At one point Shiller gestured to a graph, explaining that he had used Google Ngrams to measure how frequently Adam Smith and Karl Marx were mentioned by other authors. The graph revealed that Smith’s mentions had increased steadily, peaking 100 years after his work The Wealth of Nations was published. Marx’s mentions, on the other hand, rose slowly for decades, then quite rapidly in the early 20th century before peaking in the 1970s.
Shiller explained that epidemiological concepts like contagion rates could help make sense of these differences. “You can have fast epidemics that last two or three days and then they’re over,” he said. “Or you can have slow epidemics that take 100 years.” Economic trends, he posited, may follow similar trajectories.
Later, Shiller drew on religious history to examine popular responses to the Great Depression, one of the best-known but least-understood economic dramas of the twentieth century. Historical research suggests that many Americans saw the downturn as divine penance for the preceding decade of hedonism, financial fraud, and sexual liberation. “There was this sense that there was something immoral about the 1920s,” said Shiller.

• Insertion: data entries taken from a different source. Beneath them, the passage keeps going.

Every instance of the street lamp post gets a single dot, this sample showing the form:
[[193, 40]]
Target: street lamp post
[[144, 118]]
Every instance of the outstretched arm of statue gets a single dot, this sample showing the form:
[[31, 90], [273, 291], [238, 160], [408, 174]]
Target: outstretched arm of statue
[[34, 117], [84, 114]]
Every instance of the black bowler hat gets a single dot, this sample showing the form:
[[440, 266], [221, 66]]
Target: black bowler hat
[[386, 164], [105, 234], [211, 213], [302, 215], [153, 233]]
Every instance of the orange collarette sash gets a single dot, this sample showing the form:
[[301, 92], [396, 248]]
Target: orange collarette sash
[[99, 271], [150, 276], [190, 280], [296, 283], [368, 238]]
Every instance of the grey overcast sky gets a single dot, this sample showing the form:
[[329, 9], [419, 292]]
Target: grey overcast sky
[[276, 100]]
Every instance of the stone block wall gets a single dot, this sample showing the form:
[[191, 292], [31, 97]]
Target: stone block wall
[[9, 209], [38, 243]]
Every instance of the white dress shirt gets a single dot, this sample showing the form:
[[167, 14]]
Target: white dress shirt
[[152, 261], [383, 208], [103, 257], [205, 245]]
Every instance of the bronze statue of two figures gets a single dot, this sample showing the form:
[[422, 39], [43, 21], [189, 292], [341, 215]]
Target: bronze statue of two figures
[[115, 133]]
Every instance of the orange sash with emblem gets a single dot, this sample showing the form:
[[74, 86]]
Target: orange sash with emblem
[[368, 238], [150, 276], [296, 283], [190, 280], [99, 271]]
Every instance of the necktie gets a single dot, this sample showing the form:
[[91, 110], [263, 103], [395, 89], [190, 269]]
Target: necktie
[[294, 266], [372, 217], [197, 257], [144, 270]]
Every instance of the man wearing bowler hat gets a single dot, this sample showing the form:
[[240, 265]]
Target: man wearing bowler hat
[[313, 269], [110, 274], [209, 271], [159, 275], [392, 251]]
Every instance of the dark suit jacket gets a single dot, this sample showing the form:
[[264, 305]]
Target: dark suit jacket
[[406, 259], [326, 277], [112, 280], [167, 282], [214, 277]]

To test that theory, he looked back at sermons given in the days following the stock market crash of 1929. “They loved this crash,” Shiller said of American pastors. “It was the day of judgment arriving.” This moral narrative took root in the broader culture, Shiller added, and ultimately affected economic behavior. Skirt lengths went down, as women felt repelled by the dominant fashions of the 1920s. And as public displays of wealth were shunned amid a severe unemployment crisis, demand fell.
Following the lecture, Shiller was joined onstage by History Professor Jonathan Levy, a principal investigator on the Neubauer Collegium research project “The Economy and Its Boundaries” and author of Freaks of Fortune: The Emerging World of Capitalism and Risk in America (2012). Levy oriented the discussion around contemporary issues like the economic narratives that dominated the 2016 presidential campaigns and the possibility that irrational exuberance accounts in part for today’s surging stock prices.
In a Q&A session following the discussion, audience members asked Shiller about specific economic benchmarks, and whether economists could ever formalize narratives in mathematical terms. “I think it’s not impossible,” Shiller answered. “But we’re not there yet.”
The final question, from Lear, concerned a problem that Shiller was uniquely disposed to address: What structural changes would need to be made at research universities to help scholars of economics break out of their silos?
“The rules of the game are pushing us to specialized research at the frontiers, which is good in many ways,” responded Shiller. “But I also think we should be talking to people of different disciplines.”